Concerns about access have been voiced ever since the Government began talking about it’s proposals for the public forest estate disposal. Only lately are these concerns crystallising into real worries as people understand more of the potential impact.
Here’s a roundup of some of the coverage and statements from concerned organisations:
Campaigners have now released a letter from civil servants suggesting that cyclists and horse riders will have no guaranteed use in future of what is currently public woodland.
The letter, sent earlier this month by the Department for Environment, Food and Rural Affairs (Defra) to a riding group in Suffolk, stated: “There are currently no plans to designate the public forest estate with higher rights of access to include provision of access for cyclists and equestrians.” However, it would be up to the new owner to decide if they wish to continue any permissive access arrangements. Last night Defra officials insisted that the letter was “out of date” following ministerial guarantees last week.
However, The Sunday Telegraph has established that almost 40,000 hectares – 15 per cent of the English forest estate – is not covered by the guarantee.
A Defra spokesman told this newspaper: “You are right to say this 15 per cent being sold off will not have the same guarantees of access that the land has at the moment.”
British Horse Society
Equestrian access to thousands of acres of England’s forests could be lost if public forests are sold off as part of the Government’s efforts to plug the national deficit. A consultation on the future of the public forest estate opened this morning and the Society is urging all equestrians to respond.

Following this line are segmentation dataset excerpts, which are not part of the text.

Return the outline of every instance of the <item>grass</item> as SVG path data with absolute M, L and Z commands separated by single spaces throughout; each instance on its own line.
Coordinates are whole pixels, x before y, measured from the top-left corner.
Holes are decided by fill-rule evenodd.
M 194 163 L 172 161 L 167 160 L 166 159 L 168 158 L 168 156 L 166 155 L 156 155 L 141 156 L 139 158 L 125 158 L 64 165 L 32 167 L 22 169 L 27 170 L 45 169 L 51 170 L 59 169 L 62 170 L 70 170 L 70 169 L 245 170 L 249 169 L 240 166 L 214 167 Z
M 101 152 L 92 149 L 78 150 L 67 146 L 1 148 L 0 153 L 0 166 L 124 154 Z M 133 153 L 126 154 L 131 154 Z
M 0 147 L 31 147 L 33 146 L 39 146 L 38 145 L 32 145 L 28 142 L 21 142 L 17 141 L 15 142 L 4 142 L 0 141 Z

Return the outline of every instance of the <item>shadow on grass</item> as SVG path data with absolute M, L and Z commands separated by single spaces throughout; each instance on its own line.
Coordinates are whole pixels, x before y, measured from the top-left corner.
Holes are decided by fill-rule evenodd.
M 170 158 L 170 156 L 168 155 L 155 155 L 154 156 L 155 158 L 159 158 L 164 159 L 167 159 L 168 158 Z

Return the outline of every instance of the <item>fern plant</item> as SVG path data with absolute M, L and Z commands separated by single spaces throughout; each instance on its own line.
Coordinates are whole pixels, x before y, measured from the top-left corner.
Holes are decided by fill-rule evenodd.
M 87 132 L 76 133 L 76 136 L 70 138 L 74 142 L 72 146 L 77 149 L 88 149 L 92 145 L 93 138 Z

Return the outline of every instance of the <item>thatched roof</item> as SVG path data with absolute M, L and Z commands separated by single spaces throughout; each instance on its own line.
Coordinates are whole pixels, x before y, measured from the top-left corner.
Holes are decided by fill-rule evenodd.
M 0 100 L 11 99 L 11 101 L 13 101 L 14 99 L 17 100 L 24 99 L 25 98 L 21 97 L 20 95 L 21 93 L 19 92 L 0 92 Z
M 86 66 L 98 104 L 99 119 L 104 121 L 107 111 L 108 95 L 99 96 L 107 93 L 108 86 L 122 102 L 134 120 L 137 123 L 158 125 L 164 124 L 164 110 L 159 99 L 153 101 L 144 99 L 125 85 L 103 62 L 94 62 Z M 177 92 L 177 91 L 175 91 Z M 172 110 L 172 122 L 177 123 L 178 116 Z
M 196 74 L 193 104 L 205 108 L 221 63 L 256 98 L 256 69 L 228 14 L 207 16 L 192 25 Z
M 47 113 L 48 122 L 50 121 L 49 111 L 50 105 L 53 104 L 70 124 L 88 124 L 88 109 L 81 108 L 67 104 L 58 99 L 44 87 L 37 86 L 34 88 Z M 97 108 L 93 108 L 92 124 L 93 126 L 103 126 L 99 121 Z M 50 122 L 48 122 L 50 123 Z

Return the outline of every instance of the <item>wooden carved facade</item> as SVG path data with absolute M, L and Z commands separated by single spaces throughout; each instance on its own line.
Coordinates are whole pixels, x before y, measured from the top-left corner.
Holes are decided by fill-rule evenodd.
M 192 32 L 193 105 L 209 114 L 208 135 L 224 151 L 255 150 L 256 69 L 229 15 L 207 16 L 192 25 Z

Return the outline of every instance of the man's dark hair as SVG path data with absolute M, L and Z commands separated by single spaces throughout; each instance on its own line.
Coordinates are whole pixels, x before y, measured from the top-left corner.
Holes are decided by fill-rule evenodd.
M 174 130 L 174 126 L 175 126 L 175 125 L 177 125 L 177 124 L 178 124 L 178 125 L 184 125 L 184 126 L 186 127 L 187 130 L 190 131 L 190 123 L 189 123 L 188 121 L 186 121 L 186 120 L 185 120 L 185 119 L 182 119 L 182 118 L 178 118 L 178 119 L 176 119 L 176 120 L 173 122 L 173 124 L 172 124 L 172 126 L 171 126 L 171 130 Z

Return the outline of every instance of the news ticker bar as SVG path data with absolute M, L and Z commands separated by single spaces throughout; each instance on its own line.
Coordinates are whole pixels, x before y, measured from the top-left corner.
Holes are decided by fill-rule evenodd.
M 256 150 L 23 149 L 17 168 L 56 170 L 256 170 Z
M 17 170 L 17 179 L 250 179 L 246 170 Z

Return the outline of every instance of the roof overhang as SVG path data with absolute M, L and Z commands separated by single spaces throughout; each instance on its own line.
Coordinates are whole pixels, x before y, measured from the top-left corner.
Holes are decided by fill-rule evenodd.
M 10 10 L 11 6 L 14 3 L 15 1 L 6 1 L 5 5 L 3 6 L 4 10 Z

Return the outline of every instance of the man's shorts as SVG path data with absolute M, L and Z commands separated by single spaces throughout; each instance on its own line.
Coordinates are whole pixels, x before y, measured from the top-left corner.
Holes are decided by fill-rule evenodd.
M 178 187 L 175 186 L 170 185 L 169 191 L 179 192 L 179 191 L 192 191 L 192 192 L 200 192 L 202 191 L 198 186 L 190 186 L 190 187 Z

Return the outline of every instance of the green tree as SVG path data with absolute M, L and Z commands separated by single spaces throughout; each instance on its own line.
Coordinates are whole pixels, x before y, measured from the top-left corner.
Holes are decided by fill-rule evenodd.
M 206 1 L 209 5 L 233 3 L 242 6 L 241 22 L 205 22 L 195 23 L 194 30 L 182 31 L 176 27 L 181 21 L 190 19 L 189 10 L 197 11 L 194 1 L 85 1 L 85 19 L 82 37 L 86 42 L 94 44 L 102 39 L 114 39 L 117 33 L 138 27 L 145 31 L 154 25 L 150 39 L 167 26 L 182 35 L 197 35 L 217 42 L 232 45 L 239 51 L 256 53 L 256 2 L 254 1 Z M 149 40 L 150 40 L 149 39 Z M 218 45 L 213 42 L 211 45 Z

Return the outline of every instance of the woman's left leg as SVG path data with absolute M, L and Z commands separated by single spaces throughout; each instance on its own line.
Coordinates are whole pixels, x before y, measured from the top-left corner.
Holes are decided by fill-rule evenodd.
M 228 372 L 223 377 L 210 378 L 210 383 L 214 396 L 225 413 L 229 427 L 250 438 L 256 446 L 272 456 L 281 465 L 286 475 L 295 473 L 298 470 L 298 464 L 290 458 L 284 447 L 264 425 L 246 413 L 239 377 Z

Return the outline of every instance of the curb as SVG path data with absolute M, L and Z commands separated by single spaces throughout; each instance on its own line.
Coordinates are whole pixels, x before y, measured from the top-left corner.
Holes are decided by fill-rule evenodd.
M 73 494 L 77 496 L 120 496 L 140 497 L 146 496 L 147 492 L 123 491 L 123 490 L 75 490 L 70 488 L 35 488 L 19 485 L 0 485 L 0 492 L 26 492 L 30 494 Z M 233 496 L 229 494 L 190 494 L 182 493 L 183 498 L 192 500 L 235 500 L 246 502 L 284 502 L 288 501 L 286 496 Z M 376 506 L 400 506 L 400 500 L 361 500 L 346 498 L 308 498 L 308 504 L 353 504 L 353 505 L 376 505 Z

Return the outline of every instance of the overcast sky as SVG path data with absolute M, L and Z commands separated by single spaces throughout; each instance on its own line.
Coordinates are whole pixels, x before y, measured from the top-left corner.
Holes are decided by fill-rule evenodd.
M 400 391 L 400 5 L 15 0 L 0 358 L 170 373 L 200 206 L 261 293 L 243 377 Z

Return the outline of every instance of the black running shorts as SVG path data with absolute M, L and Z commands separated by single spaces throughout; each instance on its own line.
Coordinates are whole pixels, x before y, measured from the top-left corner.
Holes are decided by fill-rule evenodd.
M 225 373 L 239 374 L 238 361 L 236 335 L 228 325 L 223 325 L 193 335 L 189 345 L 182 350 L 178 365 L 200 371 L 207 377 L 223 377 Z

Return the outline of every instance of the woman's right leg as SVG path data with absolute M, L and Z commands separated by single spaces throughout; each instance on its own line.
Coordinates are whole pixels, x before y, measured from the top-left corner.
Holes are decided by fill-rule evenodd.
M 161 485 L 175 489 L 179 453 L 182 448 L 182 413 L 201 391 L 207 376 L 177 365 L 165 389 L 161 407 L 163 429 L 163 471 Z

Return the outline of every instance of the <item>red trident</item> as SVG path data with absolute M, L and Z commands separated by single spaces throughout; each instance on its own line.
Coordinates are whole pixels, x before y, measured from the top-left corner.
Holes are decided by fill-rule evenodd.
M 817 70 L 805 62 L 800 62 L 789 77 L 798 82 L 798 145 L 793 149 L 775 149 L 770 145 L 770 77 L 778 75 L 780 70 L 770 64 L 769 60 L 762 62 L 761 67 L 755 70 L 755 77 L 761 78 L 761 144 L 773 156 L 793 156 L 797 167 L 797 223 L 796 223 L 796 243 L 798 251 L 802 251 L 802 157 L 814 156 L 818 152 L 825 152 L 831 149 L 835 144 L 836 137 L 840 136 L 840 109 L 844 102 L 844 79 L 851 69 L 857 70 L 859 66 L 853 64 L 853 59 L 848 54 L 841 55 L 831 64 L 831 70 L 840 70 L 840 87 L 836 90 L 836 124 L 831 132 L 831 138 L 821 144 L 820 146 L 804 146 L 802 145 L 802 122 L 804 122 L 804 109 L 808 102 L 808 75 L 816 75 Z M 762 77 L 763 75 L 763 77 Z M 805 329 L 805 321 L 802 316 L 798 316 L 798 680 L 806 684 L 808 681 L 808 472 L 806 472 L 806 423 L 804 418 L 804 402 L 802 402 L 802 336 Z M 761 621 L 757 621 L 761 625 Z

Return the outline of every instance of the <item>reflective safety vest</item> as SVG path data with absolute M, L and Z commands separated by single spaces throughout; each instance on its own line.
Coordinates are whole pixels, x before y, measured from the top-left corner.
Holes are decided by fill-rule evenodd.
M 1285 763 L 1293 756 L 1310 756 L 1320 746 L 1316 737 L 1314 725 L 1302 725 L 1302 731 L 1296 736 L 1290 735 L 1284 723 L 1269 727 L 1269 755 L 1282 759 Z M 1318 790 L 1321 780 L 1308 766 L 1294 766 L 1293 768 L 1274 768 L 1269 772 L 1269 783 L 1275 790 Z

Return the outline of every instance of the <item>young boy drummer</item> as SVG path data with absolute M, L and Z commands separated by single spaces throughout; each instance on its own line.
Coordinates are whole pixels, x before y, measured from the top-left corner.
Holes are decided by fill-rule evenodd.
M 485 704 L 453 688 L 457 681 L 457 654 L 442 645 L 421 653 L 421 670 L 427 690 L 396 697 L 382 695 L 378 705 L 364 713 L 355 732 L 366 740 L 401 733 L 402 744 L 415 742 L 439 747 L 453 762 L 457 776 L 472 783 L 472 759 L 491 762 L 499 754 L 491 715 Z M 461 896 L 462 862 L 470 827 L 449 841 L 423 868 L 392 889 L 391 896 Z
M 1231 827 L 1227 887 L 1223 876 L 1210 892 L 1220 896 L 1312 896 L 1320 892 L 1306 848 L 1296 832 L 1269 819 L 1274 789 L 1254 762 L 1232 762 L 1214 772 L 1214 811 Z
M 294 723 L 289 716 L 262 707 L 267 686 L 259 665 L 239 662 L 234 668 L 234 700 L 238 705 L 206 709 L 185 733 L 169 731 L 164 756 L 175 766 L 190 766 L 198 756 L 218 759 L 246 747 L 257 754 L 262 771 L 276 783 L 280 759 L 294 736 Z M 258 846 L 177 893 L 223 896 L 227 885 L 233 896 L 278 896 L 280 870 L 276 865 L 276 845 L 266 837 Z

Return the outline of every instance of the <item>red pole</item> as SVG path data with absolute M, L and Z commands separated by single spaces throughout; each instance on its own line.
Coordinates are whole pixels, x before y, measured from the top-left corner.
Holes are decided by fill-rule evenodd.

As it stands, horse riders have access to just 22 percent of public rights of way and horse-drawn vehicle drivers a mere five percent – therefore the loss of any other safe off-road riding opportunities in our forests would be devastating for equestrians if access is not preserved.
Horse & Hound Magazine
Woodland hacking enjoyed by thousands of riders is in peril as the government prepares to sell off at least 15% of Forestry Commission land.
And although rights of way for walkers will be safeguarded, the new landowners will be under no obligation to allow riders on their land.
Mark Weston, British Horse Society (BHS) director of access, told H&H: “It is imperative that informal equestrian access is formalised before land is sold off. Thousands of miles of riding are at stake.”
Cycle Touring Club
The Forestry Commission provides around 20% of all off-road cycle access in England, with a standard of usability far greater than that found on the rights of way (RoW) network, making it attractive both to mountain bikers and the family cyclist.
While woodland owners outside the Forestry Commission have a reasonable track record for encouraging access on foot, this is not the case for cycling, with only a handful of woodlands open for cycles including Crown Estates at Bracknell, Ladybower Woods in the Peak District and Penshurst Woods in Kent.
Increased burden of management, the desire for privacy, liability issues, and conflict with shooting interests are cited as the main reasons for this lack of enthusiasm.
There are around 10,000km of trail open to offroad cyclists within English Forestry Commission woodlands including 8,700 km of gravel tracks and 1,400km of waymarked challenge and family trails.
All of the English Forestry Commission freehold forests have been dedicated in perpetuity for public access on foot through s16 of theCountryside & Rights of Way Act 2000. None has been dedicated for cycling.
British Mountaineering Council
Millions of people enjoy the recreational and environmental qualities that our English woodlands provide. Currently, all Forestry Commission-owned land is open access land under the Countryside and Rights of Way Act 2000 (CROW) and this will continue if and when it is sold. However, the commission only owns the freehold to around 200,000 acres of land, the rest being leasehold. It is these areas of land that will be most vulnerable to potential change as access is only by permission and may not be guaranteed as part of a sale.
Although the Government has said that access provisions under CROW would continue for any privatised forests, these could also be challenged by new owners and there may be no legal obligation for owners to maintain footpaths and tracks, and car parks could be closed. The fear is that rules on access and environmental protection may be waived to encourage the private sector to offer the best price.
The BMC along with other leading recreational organisations are currently opposing those elements of the Public Bodies Bill which give Government wide ranging powers to alter the nature of bodies which hold land for public benefit and who do so in trust. In particular, we are seeking assurances that as a condition of any future sale of land, that public access is secured and protected for future generations.
The consultation does not guarantee current permissive access but – “Where there is currently permissive access, for example by bike and horse, we will seek to secure equivalent rights as part of any transfer to new owners and managers”. Permissive access can and has in the past been removed by new landowners very fast and gives no security of access.
The Ramblers feels that the more people who can enjoy the countryside the better, we work with other users to get the best access for all and will do so to ensure that access is at the top of the agenda when sales are considered.
What about the public benefits of Forestry Commission land in providing facilities such as signs, toilets and carparks? These are all provided for on a permissive basis and any new landowner can remove them.